Outro exemplo é o canal de Débora G Barbosa, youtuber que vende cursos variados sobre diversos assuntos. Um de seus cursos, por 699 reais, promete contar sobre “os controladores do mundo” e sociedades secretas. Os cinco vídeos publicados sobre o “Grande Reset” já foram assistidos por volta de 1 milhão de pessoas. Outro produto oferecido é a análise de filmes e séries com base nas teorias da conspiração, que custam aproximadamente 250 reais cada. Com 727 mil seguidores no Youtube, ela se vale de uma estratégia multiplataforma: livro na Amazon, site próprio, perfil nas principais redes sociais e um endereço para depósitos, pagamentos e doações.
Trata-se de uma estratégia antiga para manipular os dados da web para aparecer nos primeiros lugares de busca global, ainda que o Google utilize a etiqueta “teoria da conspiração” para conteúdos ligados ao termo “nova ordem mundial” ou “o grande Reset”.
Produtores de desinformação possuem contas em diversas plataformas como Gettr, Telegram, Facebook, Twitter, Instagram, livros na Amazon e sites próprios, pois assim aumentam suas presenças online e a probabilidade de suas contas aparecerem em sites de buscas como o Google.

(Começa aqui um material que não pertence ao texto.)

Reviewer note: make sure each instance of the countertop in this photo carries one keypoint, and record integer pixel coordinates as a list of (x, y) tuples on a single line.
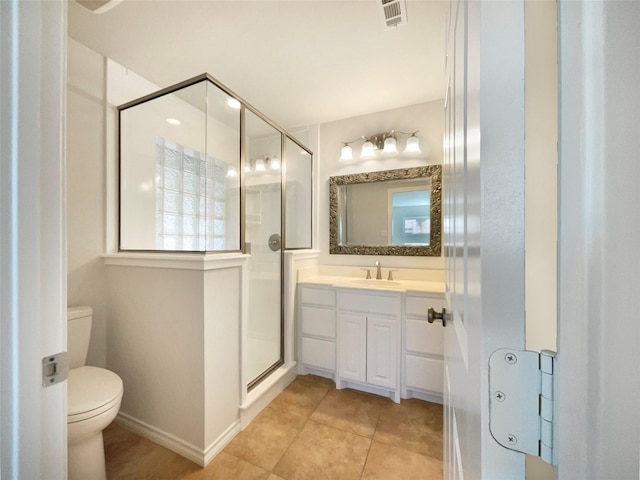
[(401, 286)]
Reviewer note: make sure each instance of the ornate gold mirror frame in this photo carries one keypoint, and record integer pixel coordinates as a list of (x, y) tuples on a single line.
[(434, 172)]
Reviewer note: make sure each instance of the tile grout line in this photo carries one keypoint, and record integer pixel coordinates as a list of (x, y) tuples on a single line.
[(300, 430)]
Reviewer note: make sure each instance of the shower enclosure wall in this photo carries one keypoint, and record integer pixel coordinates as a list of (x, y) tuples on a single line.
[(203, 172)]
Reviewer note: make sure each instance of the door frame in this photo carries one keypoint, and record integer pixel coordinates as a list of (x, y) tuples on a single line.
[(598, 231), (33, 277)]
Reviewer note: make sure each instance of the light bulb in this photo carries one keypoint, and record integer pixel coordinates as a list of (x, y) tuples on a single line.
[(367, 151), (390, 146), (346, 153), (413, 145)]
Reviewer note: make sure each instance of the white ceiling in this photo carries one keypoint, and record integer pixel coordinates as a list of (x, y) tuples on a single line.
[(298, 61)]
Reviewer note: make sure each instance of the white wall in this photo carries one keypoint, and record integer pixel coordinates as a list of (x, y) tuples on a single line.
[(541, 158), (426, 117), (156, 346), (86, 278)]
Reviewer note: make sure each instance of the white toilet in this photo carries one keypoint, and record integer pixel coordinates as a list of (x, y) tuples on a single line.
[(93, 400)]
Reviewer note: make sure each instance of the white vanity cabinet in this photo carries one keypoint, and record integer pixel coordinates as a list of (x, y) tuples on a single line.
[(317, 325), (368, 340), (423, 342)]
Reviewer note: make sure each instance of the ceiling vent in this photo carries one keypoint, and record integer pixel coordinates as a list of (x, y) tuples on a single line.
[(98, 6), (392, 13)]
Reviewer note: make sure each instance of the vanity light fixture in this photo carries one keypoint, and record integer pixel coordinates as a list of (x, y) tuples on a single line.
[(386, 143)]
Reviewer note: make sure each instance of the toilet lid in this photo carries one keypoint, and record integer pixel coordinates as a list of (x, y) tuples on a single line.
[(90, 389)]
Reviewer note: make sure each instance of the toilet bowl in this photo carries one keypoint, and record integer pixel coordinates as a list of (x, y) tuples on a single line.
[(93, 400)]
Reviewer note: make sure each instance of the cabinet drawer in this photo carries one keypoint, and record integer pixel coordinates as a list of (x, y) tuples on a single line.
[(418, 306), (318, 296), (424, 373), (370, 303), (320, 322), (319, 353), (424, 337)]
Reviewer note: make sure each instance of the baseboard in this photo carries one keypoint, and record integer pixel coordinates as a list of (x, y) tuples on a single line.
[(177, 445), (262, 395), (222, 441), (427, 397)]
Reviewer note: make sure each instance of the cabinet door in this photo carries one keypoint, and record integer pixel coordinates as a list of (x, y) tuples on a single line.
[(352, 347), (382, 352)]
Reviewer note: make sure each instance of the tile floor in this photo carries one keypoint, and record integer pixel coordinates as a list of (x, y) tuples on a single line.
[(311, 431)]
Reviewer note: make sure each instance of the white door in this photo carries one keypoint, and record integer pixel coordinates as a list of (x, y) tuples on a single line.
[(32, 241), (598, 396), (599, 228), (484, 225)]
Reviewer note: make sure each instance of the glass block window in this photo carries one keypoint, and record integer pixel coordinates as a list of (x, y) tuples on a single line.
[(190, 199)]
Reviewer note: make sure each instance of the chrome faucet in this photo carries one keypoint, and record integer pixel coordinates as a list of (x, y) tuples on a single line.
[(378, 271)]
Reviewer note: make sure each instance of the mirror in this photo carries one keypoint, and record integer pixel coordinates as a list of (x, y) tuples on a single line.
[(393, 212)]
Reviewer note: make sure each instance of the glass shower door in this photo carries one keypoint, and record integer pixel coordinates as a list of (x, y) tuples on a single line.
[(263, 350)]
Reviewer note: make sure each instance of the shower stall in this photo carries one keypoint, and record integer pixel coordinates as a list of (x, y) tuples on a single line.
[(202, 172)]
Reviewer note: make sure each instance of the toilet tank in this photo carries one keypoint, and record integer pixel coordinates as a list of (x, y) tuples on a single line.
[(78, 334)]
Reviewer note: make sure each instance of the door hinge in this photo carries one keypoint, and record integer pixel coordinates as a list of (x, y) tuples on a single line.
[(54, 369), (521, 396)]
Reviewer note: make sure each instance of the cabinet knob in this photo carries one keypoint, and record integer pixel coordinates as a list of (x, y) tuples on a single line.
[(432, 316)]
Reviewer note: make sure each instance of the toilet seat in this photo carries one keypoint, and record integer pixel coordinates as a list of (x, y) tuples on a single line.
[(91, 391)]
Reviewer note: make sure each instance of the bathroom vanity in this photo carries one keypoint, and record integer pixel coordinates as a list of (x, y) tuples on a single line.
[(372, 335)]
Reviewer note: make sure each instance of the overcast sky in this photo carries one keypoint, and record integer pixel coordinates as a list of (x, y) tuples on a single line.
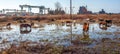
[(92, 5)]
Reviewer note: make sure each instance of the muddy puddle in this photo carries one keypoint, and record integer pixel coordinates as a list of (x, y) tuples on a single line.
[(58, 34)]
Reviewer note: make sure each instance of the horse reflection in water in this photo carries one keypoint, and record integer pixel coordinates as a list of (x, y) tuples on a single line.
[(25, 28), (105, 24), (86, 30)]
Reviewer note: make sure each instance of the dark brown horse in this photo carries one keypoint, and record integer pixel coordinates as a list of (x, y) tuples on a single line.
[(85, 27), (8, 26), (103, 25), (25, 28)]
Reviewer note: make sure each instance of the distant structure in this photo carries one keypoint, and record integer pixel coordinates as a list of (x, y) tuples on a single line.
[(42, 9), (83, 10), (102, 12), (56, 12)]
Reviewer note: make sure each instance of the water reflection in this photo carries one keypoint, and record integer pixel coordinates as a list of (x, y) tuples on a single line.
[(25, 28)]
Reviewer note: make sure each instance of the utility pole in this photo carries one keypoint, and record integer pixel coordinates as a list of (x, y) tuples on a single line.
[(71, 17)]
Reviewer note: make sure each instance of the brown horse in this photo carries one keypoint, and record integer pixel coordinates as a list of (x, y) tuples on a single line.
[(25, 28), (8, 25), (103, 25), (85, 27)]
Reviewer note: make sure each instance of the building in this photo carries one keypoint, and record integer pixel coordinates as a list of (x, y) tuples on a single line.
[(83, 10), (102, 11)]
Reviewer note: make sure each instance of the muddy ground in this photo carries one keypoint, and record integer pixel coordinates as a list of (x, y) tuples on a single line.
[(79, 44)]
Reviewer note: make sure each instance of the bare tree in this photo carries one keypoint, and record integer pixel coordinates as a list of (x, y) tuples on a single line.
[(58, 5)]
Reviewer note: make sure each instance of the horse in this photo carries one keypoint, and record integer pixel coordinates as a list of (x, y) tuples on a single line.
[(8, 25), (103, 25), (85, 27), (25, 28)]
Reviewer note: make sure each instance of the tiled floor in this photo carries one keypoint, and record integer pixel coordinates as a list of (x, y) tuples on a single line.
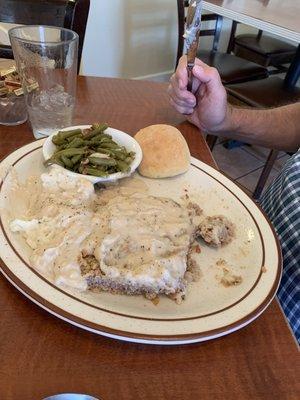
[(244, 164)]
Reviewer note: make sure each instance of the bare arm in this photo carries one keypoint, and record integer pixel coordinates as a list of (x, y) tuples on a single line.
[(207, 108), (277, 128)]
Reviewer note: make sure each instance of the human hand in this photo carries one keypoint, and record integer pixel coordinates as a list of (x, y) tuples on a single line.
[(206, 106)]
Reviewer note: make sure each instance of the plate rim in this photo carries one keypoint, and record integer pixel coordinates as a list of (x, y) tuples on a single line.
[(141, 337)]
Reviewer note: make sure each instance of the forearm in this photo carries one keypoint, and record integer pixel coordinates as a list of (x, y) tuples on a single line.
[(277, 128)]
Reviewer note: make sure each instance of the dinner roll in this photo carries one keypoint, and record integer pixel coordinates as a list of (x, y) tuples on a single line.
[(165, 151)]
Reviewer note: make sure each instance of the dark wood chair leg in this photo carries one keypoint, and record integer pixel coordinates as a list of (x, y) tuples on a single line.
[(211, 141), (265, 174)]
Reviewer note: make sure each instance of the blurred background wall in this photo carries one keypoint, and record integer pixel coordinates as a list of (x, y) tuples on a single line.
[(133, 39)]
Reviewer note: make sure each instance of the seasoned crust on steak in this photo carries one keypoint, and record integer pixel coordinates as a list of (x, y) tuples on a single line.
[(217, 230)]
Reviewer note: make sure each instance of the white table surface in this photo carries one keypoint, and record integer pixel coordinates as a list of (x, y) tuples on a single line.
[(279, 17)]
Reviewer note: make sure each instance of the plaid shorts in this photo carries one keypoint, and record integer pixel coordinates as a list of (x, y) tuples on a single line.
[(281, 202)]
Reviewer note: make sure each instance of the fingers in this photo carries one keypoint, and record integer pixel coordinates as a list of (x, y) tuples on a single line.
[(207, 75), (181, 94), (182, 109)]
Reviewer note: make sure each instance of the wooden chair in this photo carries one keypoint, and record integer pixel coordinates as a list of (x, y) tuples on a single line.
[(261, 49), (232, 69), (70, 14)]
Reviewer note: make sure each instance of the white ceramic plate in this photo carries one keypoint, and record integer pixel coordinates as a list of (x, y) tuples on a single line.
[(210, 309), (119, 137)]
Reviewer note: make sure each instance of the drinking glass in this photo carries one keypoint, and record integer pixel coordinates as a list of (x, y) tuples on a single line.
[(46, 58)]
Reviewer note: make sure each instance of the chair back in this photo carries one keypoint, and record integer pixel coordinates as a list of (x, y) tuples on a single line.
[(182, 6), (70, 14)]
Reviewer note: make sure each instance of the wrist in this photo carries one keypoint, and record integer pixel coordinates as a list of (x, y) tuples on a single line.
[(228, 124)]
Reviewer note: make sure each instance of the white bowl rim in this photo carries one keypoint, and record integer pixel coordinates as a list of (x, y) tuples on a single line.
[(98, 179)]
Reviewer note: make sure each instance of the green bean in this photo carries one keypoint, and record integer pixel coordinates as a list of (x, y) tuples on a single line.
[(102, 161), (53, 160), (75, 150), (123, 166), (92, 171), (128, 160), (97, 125), (68, 163), (67, 134), (104, 151), (57, 141), (110, 145), (71, 152), (94, 132), (76, 142), (76, 159)]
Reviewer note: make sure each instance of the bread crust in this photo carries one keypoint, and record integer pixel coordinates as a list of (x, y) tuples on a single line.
[(165, 151)]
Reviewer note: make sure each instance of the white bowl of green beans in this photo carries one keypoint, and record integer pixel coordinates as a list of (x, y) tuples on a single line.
[(96, 152)]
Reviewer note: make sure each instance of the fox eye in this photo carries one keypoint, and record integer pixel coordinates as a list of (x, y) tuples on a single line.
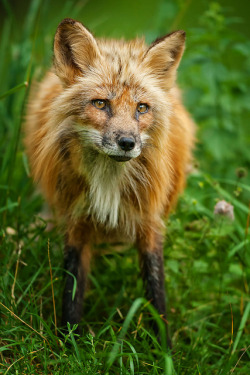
[(142, 108), (99, 103)]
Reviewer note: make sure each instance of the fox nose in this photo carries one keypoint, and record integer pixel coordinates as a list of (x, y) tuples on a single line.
[(126, 143)]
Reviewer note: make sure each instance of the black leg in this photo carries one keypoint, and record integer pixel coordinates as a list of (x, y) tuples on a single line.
[(75, 284), (152, 270)]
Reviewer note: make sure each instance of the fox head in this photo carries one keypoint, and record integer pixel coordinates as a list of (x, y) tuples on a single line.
[(115, 90)]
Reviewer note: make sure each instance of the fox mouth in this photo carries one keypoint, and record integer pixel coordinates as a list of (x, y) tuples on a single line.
[(120, 158)]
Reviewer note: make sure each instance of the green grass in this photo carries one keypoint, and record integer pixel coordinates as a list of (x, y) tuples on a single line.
[(206, 257)]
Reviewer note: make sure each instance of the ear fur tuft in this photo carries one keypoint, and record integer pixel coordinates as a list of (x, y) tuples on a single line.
[(164, 55), (75, 49)]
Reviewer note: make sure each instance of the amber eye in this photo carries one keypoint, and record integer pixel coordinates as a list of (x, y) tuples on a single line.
[(99, 103), (142, 108)]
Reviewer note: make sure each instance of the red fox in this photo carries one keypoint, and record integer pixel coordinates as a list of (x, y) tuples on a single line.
[(109, 142)]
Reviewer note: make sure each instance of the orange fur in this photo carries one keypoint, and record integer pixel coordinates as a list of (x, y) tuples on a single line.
[(96, 197)]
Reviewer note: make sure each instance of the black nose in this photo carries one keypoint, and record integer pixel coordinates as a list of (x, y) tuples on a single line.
[(126, 143)]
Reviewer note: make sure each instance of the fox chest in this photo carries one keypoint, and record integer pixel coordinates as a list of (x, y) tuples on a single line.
[(108, 203)]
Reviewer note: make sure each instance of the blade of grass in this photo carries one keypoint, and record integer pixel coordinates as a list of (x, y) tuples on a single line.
[(241, 327), (14, 90)]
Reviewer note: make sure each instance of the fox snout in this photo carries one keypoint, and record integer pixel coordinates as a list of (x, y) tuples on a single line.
[(126, 143), (121, 147)]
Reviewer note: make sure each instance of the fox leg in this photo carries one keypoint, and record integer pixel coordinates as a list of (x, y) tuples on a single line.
[(77, 260), (150, 247)]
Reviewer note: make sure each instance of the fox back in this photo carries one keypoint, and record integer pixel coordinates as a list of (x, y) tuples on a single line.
[(109, 143)]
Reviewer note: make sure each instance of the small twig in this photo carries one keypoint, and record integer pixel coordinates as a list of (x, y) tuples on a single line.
[(17, 265), (19, 359), (17, 317), (232, 370), (232, 330), (52, 289)]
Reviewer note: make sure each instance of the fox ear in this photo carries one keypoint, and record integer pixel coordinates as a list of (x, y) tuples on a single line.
[(75, 49), (163, 57)]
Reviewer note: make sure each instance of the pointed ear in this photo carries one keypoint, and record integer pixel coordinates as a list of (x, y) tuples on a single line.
[(75, 49), (163, 57)]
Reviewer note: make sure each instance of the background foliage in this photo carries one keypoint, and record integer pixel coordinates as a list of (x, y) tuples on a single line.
[(207, 257)]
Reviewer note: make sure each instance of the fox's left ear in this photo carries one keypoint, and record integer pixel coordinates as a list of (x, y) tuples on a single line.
[(163, 57)]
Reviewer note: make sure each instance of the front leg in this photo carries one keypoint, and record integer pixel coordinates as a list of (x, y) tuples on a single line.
[(76, 265), (150, 247)]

A disseminação da teoria da conspiração “Grande Reset” pelo Brasil deixa claro como, em um curto espaço de tempo, influenciadores digitais com o intuito de monetizar em cima de visualizações e engajamentos traduzem e se apropriam de teorias produzidas no exterior, principalmente nos EUA.
Teorias da conspiração sempre existiram; a questão atual é que influenciadores e políticos extremistas servem de pontes para trazer tais teorias da periferia para o centro do debate público – monetizando financeiramente e politicamente. Enquanto isso, as próprias redes sociais não fazem muito para combater tais teorias, já que as plataformas também monetizam bastante com os engajamentos.
No final das contas, o Grande Reset é na verdade um Grande Negócio.